Donnielle Turner has worked as a registered nurse at Houston Methodist since 2012. She originally shared her story for the Pulmonary Hypertension Association Annual Report 2023.
After participating in my first PH Professional Network Symposium in 2017, I made it a priority to attend the biennial PHA event.
Pulmonary hypertension is such a niche field, but I feel part of something larger at the symposiums. Health care professionals from all over the country and world attend, so I can connect with others who understand exactly what I’m saying and learn about innovative research. I am exposed to what works for other care teams and apply that to my practice.
I first participated in Advocacy Day in 2023. It was refreshing to feel like I was making a difference for the patients I serve.
As health care professionals, we struggle every day to ensure our patients get the right drugs. We know our patients well and what’s working and what’s not. Yet when we prescribe a drug, it’s up to the insurance company to decide whether patients receive the medication. We need a better way to ensure our patients get what they need when they need it. They need the right drug now, not in six months when we’re tied up in appeals.
My favorite part of Advocacy Day was banding together with other providers in my area (Texas and Louisiana) and talking to the lawmakers who represent our states in Congress. I felt empowered by trying to make a difference in my patients’ lives.
Every time I saw patients after Advocacy Day, it felt amazing to say, “I lobbied for the Safe Step Act. I feel the same way you do. I’m on your side and I’m going to keep advocating until there’s change.”
Sometimes patients feel isolated so it can be uplifting to know their health care teams are in their corner, fighting for treatment access.
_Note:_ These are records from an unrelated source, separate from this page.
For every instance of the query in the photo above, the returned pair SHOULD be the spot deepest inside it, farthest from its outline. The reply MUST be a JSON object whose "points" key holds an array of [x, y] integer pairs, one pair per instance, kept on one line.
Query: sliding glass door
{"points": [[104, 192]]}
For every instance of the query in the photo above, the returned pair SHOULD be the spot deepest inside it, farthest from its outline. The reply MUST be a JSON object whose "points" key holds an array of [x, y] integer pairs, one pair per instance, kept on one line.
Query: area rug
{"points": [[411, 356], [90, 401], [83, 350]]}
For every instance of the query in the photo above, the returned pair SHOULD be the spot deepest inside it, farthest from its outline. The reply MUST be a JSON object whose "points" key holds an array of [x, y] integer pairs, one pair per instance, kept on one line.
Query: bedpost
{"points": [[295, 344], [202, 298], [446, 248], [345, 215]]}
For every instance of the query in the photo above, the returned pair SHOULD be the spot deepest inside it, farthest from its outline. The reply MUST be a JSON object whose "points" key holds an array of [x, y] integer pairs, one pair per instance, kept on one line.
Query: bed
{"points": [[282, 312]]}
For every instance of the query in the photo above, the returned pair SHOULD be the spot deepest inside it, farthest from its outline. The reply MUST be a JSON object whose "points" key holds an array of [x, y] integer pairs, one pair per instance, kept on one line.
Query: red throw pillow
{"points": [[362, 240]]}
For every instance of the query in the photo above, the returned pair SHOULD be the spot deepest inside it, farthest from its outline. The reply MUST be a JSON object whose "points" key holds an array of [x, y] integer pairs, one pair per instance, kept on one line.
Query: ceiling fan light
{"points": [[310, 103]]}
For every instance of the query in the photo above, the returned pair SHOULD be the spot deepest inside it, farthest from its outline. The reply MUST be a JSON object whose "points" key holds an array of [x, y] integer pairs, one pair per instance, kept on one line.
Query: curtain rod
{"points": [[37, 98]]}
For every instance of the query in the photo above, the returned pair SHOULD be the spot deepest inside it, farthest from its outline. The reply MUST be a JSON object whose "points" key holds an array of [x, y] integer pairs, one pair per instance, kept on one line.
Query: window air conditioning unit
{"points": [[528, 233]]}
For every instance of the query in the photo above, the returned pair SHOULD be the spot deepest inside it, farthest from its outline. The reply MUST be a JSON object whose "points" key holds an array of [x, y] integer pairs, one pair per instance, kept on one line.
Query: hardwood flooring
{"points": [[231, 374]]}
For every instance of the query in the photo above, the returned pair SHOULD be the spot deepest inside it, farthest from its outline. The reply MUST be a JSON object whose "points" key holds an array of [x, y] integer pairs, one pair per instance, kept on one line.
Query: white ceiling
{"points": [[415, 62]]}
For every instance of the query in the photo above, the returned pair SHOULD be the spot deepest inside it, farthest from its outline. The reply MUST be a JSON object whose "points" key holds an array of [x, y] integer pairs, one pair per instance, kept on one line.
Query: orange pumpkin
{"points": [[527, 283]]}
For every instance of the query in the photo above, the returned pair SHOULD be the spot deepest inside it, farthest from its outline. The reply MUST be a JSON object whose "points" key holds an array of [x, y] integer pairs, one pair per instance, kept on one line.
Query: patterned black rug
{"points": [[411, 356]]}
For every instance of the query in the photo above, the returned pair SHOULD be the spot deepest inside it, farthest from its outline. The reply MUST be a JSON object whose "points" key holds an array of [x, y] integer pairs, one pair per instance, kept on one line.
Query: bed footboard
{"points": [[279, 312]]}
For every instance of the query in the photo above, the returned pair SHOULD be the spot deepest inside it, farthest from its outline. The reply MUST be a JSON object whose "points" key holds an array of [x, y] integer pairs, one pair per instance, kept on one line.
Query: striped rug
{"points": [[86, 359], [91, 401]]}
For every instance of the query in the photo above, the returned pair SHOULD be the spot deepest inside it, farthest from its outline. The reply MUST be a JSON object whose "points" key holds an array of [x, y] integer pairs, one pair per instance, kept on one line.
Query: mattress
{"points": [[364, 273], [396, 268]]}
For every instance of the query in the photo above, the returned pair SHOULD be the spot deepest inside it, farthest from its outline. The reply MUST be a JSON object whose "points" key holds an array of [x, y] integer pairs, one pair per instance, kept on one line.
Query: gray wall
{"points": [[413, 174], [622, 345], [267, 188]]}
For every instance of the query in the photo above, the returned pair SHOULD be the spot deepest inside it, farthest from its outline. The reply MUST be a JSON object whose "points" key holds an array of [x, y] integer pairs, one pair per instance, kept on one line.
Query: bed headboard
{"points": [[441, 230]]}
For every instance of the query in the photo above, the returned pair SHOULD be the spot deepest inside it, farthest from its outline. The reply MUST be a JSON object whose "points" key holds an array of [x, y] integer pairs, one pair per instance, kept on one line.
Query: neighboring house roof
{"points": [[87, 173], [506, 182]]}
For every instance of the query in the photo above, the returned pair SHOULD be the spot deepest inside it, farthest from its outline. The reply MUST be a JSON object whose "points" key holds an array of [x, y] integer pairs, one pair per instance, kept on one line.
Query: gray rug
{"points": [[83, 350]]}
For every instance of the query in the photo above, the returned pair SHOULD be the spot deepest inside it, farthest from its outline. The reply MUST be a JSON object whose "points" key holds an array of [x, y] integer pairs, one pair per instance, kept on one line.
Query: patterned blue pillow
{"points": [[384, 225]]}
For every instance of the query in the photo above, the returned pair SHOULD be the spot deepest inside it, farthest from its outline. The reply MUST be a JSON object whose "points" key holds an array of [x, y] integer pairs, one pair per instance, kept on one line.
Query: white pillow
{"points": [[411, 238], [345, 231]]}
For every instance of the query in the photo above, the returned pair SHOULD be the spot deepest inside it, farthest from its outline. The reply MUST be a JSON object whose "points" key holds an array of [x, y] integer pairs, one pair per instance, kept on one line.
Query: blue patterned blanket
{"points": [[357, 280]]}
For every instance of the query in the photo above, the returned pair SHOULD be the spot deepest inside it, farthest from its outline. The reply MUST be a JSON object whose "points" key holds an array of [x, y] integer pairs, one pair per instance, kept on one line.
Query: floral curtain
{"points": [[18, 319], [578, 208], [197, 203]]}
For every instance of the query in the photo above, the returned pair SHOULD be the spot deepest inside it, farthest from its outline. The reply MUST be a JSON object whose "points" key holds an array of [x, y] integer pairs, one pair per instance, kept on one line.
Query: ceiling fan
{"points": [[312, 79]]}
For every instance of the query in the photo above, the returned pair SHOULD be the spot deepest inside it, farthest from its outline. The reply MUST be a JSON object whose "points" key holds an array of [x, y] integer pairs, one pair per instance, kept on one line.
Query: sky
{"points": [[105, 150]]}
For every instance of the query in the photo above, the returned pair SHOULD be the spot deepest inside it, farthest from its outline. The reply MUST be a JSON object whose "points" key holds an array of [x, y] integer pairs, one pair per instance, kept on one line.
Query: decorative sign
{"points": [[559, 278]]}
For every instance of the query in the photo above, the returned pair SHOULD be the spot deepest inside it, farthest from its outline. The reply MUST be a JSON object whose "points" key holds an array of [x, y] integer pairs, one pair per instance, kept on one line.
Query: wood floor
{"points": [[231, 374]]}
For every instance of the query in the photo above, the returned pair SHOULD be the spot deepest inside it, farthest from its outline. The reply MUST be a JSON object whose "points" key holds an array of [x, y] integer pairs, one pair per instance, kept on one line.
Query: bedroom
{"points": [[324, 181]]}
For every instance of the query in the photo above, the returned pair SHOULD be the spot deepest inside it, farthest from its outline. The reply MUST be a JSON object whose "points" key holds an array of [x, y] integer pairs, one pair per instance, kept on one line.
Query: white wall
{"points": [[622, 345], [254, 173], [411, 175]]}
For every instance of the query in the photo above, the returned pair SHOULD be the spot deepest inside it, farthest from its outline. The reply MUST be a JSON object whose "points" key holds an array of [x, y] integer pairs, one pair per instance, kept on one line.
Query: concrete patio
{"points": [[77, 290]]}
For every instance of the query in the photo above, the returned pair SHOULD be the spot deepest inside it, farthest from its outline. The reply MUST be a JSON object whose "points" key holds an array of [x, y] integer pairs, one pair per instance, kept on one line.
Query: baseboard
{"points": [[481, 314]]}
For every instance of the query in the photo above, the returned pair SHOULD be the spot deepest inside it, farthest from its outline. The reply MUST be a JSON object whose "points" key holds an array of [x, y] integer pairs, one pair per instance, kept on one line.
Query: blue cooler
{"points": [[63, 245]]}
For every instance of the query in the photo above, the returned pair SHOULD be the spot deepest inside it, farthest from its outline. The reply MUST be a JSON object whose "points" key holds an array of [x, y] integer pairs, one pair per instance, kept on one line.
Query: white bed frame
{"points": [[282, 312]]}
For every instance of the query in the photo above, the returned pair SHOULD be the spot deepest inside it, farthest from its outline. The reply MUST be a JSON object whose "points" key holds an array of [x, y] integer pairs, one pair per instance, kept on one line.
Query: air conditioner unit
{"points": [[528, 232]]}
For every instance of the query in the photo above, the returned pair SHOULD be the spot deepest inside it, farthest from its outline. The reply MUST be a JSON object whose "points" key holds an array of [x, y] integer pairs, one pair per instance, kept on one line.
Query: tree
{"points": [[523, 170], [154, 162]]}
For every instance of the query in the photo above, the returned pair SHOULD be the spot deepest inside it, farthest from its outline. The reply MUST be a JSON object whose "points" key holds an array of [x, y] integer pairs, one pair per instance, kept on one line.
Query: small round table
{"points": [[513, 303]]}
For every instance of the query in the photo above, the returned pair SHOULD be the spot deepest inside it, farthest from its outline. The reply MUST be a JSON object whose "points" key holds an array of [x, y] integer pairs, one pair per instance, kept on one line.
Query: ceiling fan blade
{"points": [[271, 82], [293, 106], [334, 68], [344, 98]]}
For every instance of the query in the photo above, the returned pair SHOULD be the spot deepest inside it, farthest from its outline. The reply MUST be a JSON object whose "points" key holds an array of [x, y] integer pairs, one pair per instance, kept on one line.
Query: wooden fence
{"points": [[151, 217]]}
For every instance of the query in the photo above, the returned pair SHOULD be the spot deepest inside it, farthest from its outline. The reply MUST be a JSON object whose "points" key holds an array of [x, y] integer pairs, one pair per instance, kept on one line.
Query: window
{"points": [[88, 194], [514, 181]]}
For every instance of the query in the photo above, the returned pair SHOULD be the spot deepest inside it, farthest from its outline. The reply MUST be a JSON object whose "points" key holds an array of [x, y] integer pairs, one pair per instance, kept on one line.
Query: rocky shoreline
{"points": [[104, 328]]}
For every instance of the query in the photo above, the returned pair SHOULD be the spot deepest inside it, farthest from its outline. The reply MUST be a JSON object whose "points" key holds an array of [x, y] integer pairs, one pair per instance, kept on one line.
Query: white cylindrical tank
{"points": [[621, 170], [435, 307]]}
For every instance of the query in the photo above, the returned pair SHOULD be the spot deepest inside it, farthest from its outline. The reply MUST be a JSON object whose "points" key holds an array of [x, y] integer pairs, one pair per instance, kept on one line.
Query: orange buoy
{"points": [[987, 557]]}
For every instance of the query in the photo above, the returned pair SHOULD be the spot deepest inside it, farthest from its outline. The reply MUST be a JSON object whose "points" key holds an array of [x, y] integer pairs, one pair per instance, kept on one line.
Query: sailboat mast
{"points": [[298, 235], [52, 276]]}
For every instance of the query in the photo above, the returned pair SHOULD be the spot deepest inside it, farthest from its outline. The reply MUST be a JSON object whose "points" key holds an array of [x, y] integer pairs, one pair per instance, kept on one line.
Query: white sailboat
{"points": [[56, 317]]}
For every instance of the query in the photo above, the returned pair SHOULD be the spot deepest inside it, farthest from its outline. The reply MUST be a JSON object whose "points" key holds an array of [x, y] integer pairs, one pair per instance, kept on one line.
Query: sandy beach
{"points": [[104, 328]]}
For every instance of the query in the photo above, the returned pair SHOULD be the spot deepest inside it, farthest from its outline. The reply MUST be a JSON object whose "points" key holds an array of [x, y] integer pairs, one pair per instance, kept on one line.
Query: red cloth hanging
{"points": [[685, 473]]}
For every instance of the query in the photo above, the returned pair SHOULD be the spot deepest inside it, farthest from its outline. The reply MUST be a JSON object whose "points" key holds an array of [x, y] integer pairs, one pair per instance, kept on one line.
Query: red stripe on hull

Advocating keeps my passion for nursing alive.
Since I started working at Houston Methodist, I have been a professional member of the Pulmonary Hypertension Association. From the beginning, I learned I couldn’t do my job without a professional membership because of all the resources that come with it.
My colleagues and I refer patients to PHA support groups; the Empowered Patient Toolkit; resources for newly diagnosed patients; and PHA-accredited PH Care Centers. We use the PHA website to learn about available research grants and participate in the mentor/mentee program.
I currently serve as a mentor for providers who are new to PH. I feel like you can’t work in the PH field without being involved in PHA. The events and resources bring the PH community together and are exceptional education tools for patients and professionals.